From every point of view, therefore, this cause is correctly maintained as an individual or direct action for the benefit of those purportedly harmed, the preferred shareholders, and is therefore necessarily not one which may, much less must, be brought on behalf of the corporation as a derivative case. Eisenberg v. Flying Tiger Line, Inc., 451 F.2d 267 (2d Cir.1971) (action against directors for violation of alleged duty owed individually to stockholders not to merge corporation maintainable as direct action); Jones v. H.F. Ahmanson & Co., 1 Cal.3d 93, 81 Cal. Rptr. 592, 460 P.2d 464 (1969) (suit against majority shareholders for decreased value of stock not derivative); Lipton v. News Int'l, PLC, 514 A.2d 1075 (Del. 1986) (allegations against corporations and their officers and directors for deprivation of voting rights and waste of corporate assets created individual causes of action); Witherbee v. Bowles, 201 N.Y. 427, 95 N.E. 27 (1911) (complaint to set aside sale of corporate stock and acts of directors states causes of action for injury to stockholders individually); Lehrman v. Godchaux Sugars, Inc., 207 Misc. 314, 138 N.Y.S.2d 163 (Sup.Ct. 1955) (alleged wrongful recapitalization personal right belonging to stockholder); Reifsnyder v. Pittsburgh Outdoor Advertising Co., 405 Pa. 142, 173 A.2d 319 (1961) (shareholder may bring direct action to protect voting rights). See generally Karnegis v. Lazzo, 243 So.2d 642 (Fla. 3d DCA 1971) (allegations of both individual and derivative claims sufficient to state separate causes of action). The trial judge erred in ruling to the contrary.

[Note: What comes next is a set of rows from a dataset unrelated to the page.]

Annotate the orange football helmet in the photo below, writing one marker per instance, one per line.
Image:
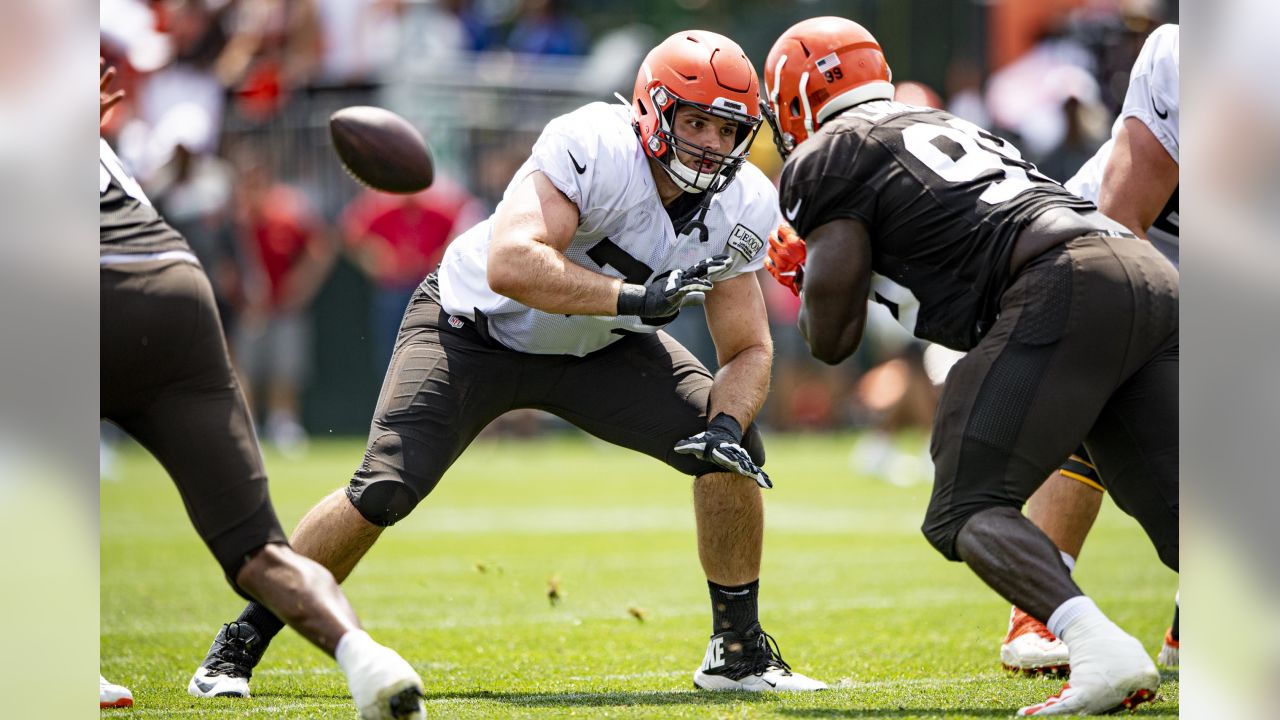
(817, 68)
(712, 73)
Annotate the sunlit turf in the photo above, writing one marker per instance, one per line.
(850, 588)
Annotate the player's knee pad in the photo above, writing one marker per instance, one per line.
(1079, 468)
(382, 502)
(392, 479)
(754, 445)
(942, 524)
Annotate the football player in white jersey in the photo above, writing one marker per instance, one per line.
(1133, 178)
(621, 215)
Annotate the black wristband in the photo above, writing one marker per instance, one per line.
(630, 299)
(726, 422)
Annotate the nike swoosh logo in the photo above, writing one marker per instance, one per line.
(1162, 115)
(791, 214)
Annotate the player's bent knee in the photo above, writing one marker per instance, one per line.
(691, 465)
(393, 478)
(942, 528)
(248, 577)
(383, 502)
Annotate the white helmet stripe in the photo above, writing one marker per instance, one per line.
(777, 82)
(804, 103)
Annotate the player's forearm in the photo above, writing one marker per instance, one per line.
(539, 277)
(743, 383)
(831, 338)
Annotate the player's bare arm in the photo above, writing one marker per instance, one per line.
(531, 229)
(1138, 180)
(106, 98)
(836, 285)
(740, 328)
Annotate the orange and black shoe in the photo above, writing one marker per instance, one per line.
(1031, 648)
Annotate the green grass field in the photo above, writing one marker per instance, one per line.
(850, 588)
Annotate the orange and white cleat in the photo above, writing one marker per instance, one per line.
(1031, 648)
(1070, 701)
(1169, 652)
(1111, 673)
(109, 695)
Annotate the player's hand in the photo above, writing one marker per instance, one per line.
(786, 258)
(722, 443)
(666, 296)
(106, 99)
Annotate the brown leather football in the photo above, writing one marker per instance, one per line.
(382, 149)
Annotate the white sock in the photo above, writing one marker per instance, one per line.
(1077, 613)
(351, 647)
(1068, 560)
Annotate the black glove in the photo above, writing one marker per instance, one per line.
(666, 296)
(722, 443)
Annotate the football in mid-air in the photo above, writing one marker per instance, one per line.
(382, 149)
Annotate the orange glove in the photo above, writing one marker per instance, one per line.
(786, 258)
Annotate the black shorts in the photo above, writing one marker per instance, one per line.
(1084, 349)
(167, 381)
(447, 381)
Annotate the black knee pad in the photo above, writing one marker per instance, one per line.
(1168, 552)
(942, 536)
(382, 502)
(754, 445)
(942, 528)
(752, 442)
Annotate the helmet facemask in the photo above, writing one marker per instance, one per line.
(711, 171)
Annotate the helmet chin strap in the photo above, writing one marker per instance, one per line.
(689, 180)
(698, 223)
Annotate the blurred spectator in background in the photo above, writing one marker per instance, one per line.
(1086, 131)
(275, 46)
(478, 27)
(964, 92)
(288, 256)
(193, 191)
(359, 39)
(396, 241)
(544, 27)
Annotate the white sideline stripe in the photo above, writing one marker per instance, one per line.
(631, 675)
(795, 519)
(228, 706)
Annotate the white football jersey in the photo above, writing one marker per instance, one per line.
(593, 155)
(1153, 99)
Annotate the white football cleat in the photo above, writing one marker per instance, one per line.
(750, 662)
(109, 695)
(225, 670)
(1031, 648)
(385, 687)
(208, 683)
(1115, 674)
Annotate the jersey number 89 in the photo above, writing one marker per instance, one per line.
(979, 153)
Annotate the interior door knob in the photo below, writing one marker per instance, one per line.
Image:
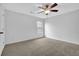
(1, 32)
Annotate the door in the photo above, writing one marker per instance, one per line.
(2, 28)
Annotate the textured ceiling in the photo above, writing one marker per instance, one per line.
(26, 8)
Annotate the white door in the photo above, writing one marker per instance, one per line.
(2, 28)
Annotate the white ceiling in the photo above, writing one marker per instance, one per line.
(26, 8)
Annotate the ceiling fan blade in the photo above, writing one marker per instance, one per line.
(47, 6)
(54, 10)
(55, 4)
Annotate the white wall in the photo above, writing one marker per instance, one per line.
(63, 27)
(20, 27)
(2, 28)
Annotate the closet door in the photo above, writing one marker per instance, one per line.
(2, 28)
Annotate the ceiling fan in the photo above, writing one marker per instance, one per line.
(47, 8)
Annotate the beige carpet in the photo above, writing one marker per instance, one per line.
(41, 47)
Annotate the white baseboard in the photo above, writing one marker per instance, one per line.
(1, 49)
(23, 40)
(77, 43)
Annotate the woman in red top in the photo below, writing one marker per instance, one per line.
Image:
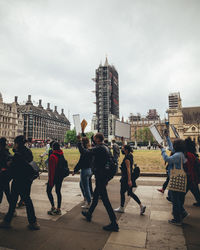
(55, 179)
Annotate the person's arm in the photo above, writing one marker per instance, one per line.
(127, 162)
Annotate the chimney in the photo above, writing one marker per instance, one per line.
(16, 97)
(40, 104)
(29, 102)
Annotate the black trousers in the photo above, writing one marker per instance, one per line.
(100, 190)
(125, 188)
(165, 184)
(23, 189)
(194, 190)
(58, 185)
(4, 186)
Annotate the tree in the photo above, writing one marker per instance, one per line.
(70, 136)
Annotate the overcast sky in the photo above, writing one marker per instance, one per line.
(50, 49)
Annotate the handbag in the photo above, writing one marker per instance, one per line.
(178, 179)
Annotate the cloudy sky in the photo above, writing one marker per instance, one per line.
(50, 49)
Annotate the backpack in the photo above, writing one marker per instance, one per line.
(197, 167)
(111, 166)
(35, 170)
(62, 169)
(135, 173)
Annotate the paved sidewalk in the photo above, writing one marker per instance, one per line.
(71, 231)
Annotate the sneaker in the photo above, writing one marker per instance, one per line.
(87, 215)
(57, 212)
(185, 214)
(161, 190)
(174, 222)
(113, 227)
(119, 210)
(86, 206)
(142, 210)
(5, 224)
(196, 204)
(52, 211)
(34, 226)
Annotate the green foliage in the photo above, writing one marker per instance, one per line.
(70, 137)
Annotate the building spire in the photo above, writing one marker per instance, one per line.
(106, 62)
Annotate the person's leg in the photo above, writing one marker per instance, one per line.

As we have noted, the lower court reached neither the legal nor the factual validity of the claims asserted. The appellees, however, ask us to consider these questions initially on appeal under the doctrine that we may affirm if the lower court has reached the correct result for an incorrect reason. We decline this invitation. Instead we invoke the rule, one which seems especially appropriate in this difficult and esoteric field, that:

appropriate principles of appellate decisionmaking dictate that we have the benefit of [these questions] having been first considered and decided by the lower court. See Aetna Cas. & Surety Co. v. Flowers, 330 U.S. 464, 468, 67 S.Ct. 798, 800, 91 L.Ed. 1024, 1027 (1947); United States v. Ballard, 322 U.S. 78, 88, 64 S.Ct. 882, 887, 88 L.Ed. 1148, 1154 (1944).

City of Coral Gables v. Puiggros, 376 So.2d 281, 285 (Fla. 3d DCA 1979); Vaughan v. Progressive American Ins. Co., 435 So.2d 889, 891 (Fla. 1st DCA 1983); see City of Miami v. Gates, 393 So.2d 586, 589 n. 9 (Fla. 3d DCA 1981), review denied, 402 So.2d 608 (Fla. 1981). The trial court should thus first determine these issues as *609 they may be appropriately presented after remand.

Accordingly, the final order below is reversed and the cause remanded for further proceedings consistent with this opinion.

REVERSED AND REMANDED.

NOTES

[1] The defendants make no challenge to the maintenance of this case as a class action.